The martensite phase transformation dependence upon deformation modes and strain paths in a medium manganese (10 wt%) TRIP steel stamped into a T-shape panel was quantified through combination of 3D digital image correlation and synchrotron X-ray diffraction. The T-shape emulates a portion of a common anti-intrusion component. The stamping speed was kept intentionally slow (1 mm/s) so as to avoid excessive heat generation. The steel, which belongs to the third generation advanced high strength steel (3GAHSS) family, was chosen for two reasons: (1) it is two-phase, i.e. austenite and ferrite, with martensite resulting from deformation-induced phase transformation; (2) the 66 vol.% initial retained austenite volume fraction (RAVF) enabled a thorough examination of the martensite phase transformation at large deformation levels without exhaustion. Strain fields were coupled with measured RAVF values of small specimens extracted from specific locations on a formed T-shape panel. This enabled an exploration of the effects of linear, bilinear, and non-linear strain paths as well as deformation modes such as tension, plane strain, biaxial tension, and equibiaxial tension. Results suggest a significant martensite phase transformation dependence on deformation mode and strain path in the absence of fracture and when martensite phase transformation is unaffected by heat generated during forming. In general, the uniaxial and biaxial tension deformation modes facilitate the martensite phase transformation, while the smallest amount of martensite phase transformation occurs under plane strain. Some discussion as to further application of the experimental methods detailed in this study to other 3GAHSS and the effects of fracture on martensite phase transformation is provided.
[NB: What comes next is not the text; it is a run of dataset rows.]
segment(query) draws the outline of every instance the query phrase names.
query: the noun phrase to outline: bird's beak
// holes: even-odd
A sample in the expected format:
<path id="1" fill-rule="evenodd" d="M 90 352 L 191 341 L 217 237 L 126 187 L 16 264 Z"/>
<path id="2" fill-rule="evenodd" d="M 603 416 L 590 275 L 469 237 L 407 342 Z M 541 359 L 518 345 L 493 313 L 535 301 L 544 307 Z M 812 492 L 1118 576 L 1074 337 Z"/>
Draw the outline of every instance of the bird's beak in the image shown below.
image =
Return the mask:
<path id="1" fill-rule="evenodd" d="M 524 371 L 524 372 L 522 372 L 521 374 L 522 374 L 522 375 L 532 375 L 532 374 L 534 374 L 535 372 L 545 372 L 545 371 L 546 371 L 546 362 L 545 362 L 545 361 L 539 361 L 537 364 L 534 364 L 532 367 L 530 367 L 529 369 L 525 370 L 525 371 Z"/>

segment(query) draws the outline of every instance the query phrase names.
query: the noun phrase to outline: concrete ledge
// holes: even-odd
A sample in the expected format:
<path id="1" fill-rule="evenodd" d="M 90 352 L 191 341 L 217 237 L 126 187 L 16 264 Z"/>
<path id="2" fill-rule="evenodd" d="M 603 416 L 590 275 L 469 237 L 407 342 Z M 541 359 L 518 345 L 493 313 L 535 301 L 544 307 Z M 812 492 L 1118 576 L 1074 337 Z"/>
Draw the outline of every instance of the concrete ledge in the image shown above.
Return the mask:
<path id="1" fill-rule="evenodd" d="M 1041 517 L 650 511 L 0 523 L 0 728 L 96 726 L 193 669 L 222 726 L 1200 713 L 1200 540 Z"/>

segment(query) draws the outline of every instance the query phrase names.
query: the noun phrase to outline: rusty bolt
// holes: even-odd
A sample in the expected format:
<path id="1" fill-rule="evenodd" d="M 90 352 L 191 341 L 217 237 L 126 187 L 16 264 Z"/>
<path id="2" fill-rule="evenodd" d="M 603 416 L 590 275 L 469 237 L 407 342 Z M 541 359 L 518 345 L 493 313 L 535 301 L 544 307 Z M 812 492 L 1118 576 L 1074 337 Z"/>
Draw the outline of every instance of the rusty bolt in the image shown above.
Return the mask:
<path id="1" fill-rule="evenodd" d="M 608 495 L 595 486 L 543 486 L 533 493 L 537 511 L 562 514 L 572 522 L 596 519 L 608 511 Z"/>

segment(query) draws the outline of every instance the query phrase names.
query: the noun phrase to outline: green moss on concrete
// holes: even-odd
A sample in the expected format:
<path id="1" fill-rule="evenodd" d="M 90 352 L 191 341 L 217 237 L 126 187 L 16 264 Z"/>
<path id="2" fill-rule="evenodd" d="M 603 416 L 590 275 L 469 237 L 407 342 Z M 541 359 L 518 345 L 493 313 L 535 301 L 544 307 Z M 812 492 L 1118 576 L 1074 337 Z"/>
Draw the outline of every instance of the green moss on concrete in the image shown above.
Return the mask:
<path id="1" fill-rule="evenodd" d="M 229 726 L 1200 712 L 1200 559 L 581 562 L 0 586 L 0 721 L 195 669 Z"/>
通过将3D数字图像相关性和同步加速器X射线衍射相结合，对冲压成T形面板的中锰（10 wt％）TRIP钢中的变形模式和应变路径所依赖的马氏体相变进行了定量。T形模仿通用的防入侵组件的一部分。刻意将冲压速度保持在较低的速度（1 mm / s），以避免产生过多的热量。选择该钢属于第三代高级高强度钢（3GAHSS）系列，其原因有两个：（1）它是两相，即奥氏体和铁素体，马氏体是由变形引起的相变产生的；（2）66卷％初始残余奥氏体体积分数（RAVF）使得能够在大变形量下彻底检查马氏体相变而不会耗尽。应变场与从形成的T形面板上的特定位置提取的小样本的RAVF值相结合。这使得能够探索线性，双线性和非线性应变路径以及变形模式（例如张力，平面应变，双轴张力和等双轴张力）的影响。结果表明，在没有断裂的情况下，以及在成形过程中产生的热量不影响马氏体相变的情况下，马氏体相变对变形模式和应变路径的依赖性很大。通常，单轴和双轴拉伸变形模式有助于马氏体相变，而马氏体相变的最小发生在平面应变下。本研究中详细介绍的实验方法在其他3GAHSS中的进一步应用以及断裂对马氏体相变的影响提供了一些讨论。